Reading the log, I’m guessing the clients having trouble are trying to “phone home”, so to test this I generate a couple of requests using Lynx through the proxy: one to a proxied site, the other to Google.  This confirms my suspicion: the google request (which is blocked) generates precisely the log entry associated with failed requests.  It also helps clarify my reading of the squid-format logs, and confirms that the iphone and android clients’ failed requests are in fact to Google URLs.

So my question to iphone and android users: would a failed call-home request (to Google) throw an error that would prove fatal to a regular page loading from elsewhere?  That seems rather bizarre, though not really more so than Google maps/satnav refusing to work at all without a live data connection.

If that is indeed the problem, it still doesn’t explain why the problem should arise in normal use, when it’s a reverse proxy and the google connection is direct.  Looks like either the problem is in fact on someone else’s network (combined with dumb browser design), or the messages seen in Trafficserver’s logs are a complete red herring and unrelated to the problem.  Hmmm.

Posted on August 14, 2012, in google, trafficserver. Bookmark the permalink. 2 Comments.

  1. I’m an iPad user, and I’d like to help… but I have no idea what you’re talking about. You lost me at “reverse proxy”. Then came “phone home”, which obviously doesn’t mean what it looks like, and at that point you might as well be talking Basque.

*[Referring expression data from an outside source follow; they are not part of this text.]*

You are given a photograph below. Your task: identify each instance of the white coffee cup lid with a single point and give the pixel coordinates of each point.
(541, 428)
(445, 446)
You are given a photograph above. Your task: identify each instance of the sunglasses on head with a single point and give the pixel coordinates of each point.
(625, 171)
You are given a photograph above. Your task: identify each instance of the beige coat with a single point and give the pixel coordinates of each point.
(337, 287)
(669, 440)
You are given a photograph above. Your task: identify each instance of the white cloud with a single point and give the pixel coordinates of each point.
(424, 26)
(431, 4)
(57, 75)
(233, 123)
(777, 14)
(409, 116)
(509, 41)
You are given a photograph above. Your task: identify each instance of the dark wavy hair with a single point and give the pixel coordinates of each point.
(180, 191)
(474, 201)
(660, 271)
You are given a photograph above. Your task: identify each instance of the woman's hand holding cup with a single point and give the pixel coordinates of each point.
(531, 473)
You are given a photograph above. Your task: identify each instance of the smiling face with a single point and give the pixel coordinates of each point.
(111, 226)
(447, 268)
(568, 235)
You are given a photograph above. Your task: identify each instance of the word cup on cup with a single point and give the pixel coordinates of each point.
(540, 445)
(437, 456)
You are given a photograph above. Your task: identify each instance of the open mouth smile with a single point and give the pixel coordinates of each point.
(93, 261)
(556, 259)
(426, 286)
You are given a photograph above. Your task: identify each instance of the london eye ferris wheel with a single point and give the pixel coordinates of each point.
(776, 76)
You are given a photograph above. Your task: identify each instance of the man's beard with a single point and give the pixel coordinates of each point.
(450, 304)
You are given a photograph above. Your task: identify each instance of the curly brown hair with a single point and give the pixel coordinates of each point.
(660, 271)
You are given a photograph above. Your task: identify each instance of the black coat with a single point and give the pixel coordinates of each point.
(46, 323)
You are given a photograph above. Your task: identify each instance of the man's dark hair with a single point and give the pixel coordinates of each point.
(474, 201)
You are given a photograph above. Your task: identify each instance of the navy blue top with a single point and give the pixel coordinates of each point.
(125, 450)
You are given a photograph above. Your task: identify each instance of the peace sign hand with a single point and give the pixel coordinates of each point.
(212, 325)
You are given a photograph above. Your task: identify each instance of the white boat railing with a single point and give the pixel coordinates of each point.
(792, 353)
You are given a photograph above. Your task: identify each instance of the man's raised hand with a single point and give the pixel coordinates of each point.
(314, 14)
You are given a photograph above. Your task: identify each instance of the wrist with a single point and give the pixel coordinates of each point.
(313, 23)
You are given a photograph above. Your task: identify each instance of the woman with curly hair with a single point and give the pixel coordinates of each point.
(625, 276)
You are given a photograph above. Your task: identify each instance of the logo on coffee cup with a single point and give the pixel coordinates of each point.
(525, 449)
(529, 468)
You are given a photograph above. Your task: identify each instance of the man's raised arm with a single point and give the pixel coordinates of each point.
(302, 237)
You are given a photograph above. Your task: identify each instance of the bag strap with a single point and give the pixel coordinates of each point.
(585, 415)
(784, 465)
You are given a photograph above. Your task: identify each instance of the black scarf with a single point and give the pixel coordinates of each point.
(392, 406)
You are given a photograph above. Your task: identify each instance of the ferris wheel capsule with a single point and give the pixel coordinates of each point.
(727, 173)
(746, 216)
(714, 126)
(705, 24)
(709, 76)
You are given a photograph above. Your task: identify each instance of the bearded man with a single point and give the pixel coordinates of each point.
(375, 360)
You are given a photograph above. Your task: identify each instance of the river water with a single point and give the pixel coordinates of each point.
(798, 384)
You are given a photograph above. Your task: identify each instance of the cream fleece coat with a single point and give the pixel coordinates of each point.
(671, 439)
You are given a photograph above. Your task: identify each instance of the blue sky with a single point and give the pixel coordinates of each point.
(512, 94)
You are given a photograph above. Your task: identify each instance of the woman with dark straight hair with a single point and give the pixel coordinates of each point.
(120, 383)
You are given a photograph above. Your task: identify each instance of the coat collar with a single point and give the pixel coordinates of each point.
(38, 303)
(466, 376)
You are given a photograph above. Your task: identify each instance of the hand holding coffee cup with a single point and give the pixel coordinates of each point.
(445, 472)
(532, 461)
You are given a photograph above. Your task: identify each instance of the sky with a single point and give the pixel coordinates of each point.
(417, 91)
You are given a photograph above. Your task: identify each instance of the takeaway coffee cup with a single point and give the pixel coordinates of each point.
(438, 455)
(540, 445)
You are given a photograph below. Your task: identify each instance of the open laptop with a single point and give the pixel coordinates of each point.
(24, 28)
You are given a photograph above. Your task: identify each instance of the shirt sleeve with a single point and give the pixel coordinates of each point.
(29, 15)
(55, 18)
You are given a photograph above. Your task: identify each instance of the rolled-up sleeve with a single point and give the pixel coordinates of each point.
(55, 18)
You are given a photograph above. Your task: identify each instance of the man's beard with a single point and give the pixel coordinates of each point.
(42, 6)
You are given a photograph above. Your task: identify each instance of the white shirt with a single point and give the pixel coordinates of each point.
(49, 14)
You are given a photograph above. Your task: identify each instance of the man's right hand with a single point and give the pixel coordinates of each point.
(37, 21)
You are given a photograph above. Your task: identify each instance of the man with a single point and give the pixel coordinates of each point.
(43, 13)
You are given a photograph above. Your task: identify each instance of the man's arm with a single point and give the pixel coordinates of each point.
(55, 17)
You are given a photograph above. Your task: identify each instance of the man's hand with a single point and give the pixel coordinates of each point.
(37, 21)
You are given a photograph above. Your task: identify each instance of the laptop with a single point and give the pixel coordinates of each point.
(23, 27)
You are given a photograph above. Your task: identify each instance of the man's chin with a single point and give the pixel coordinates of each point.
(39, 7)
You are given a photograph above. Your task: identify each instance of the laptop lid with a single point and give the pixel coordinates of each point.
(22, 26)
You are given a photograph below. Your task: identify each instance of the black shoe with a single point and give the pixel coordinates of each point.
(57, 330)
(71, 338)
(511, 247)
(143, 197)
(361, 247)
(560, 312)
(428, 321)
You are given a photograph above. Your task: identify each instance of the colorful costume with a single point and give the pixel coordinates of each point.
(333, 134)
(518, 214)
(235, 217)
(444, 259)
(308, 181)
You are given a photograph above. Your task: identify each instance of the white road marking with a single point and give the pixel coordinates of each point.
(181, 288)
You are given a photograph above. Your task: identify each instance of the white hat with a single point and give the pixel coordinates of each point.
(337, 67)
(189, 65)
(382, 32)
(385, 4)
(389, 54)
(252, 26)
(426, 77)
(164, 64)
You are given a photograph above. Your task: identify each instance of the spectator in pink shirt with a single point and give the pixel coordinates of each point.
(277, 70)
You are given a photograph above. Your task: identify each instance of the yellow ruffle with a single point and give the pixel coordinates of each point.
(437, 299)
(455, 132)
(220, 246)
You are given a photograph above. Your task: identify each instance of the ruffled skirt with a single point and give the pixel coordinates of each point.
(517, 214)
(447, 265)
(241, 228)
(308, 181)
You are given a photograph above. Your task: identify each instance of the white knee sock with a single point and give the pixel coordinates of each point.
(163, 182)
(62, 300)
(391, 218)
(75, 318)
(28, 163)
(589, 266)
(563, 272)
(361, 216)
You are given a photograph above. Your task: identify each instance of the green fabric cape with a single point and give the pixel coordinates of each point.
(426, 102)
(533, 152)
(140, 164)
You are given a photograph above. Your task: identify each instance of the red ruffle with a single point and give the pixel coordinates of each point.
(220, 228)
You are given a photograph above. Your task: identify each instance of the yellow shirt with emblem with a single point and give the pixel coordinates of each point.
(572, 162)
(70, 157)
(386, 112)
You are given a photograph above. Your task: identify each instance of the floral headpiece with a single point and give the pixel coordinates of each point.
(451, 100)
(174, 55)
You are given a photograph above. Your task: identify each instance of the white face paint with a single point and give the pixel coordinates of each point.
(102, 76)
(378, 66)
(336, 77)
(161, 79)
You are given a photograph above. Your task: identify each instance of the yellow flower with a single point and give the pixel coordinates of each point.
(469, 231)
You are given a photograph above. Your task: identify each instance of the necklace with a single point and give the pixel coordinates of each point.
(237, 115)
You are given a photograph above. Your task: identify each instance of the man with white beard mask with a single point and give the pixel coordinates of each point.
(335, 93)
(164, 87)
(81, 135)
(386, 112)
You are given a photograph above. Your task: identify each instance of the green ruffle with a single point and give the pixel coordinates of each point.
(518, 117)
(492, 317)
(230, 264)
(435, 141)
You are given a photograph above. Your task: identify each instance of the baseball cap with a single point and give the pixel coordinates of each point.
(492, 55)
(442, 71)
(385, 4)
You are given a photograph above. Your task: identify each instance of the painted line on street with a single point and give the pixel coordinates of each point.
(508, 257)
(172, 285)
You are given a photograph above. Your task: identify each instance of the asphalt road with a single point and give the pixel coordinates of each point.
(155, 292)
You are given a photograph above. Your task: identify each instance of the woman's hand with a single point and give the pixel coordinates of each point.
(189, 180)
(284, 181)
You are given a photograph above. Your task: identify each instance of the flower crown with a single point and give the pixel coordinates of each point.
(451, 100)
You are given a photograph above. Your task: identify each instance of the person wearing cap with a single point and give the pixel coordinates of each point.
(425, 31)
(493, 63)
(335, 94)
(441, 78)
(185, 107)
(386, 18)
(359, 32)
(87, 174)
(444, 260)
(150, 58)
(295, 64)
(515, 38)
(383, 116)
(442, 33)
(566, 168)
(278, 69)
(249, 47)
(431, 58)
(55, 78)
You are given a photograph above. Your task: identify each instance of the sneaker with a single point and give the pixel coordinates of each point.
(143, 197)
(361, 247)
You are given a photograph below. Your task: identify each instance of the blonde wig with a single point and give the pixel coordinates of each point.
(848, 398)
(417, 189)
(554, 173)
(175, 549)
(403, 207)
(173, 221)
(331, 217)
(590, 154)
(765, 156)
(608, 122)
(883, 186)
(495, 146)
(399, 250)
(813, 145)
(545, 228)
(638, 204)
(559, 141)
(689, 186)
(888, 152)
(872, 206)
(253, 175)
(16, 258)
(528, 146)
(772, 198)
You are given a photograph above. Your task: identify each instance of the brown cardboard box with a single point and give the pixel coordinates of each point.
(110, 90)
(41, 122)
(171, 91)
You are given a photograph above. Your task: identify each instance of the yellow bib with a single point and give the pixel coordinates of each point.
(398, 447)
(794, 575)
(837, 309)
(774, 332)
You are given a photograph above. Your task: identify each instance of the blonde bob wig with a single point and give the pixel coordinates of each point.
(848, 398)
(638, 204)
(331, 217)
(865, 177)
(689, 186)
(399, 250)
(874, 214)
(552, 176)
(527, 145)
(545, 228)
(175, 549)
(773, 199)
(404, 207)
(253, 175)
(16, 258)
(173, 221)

    One comment: Google maps and its live connection fetish makes perfect sense in the context of Google’s game plan, which is to persuade everyone to keep everything online. They go out of their way to make it hard to do anything without an internet connection. I realised this a couple of years ago when testing a website in Chrome: uniquely among browsers, Chrome refused to load material (using Ajax) from a local drive source – the files had to be stored on a web server before it would even attempt to load them.

  2. Today’s update: we now suspect the issue is on a particular mobile provider’s network. It’s in Canada. We’ve had other iphone users from elsewhere confirm they don’t see the original problem.

    The original blog piece was techie, because only someone techie enough to read it would be likely to be able to help without running specific tests, details of which don’t belong in a public blog. Sorry if it was unnecessarily obscure.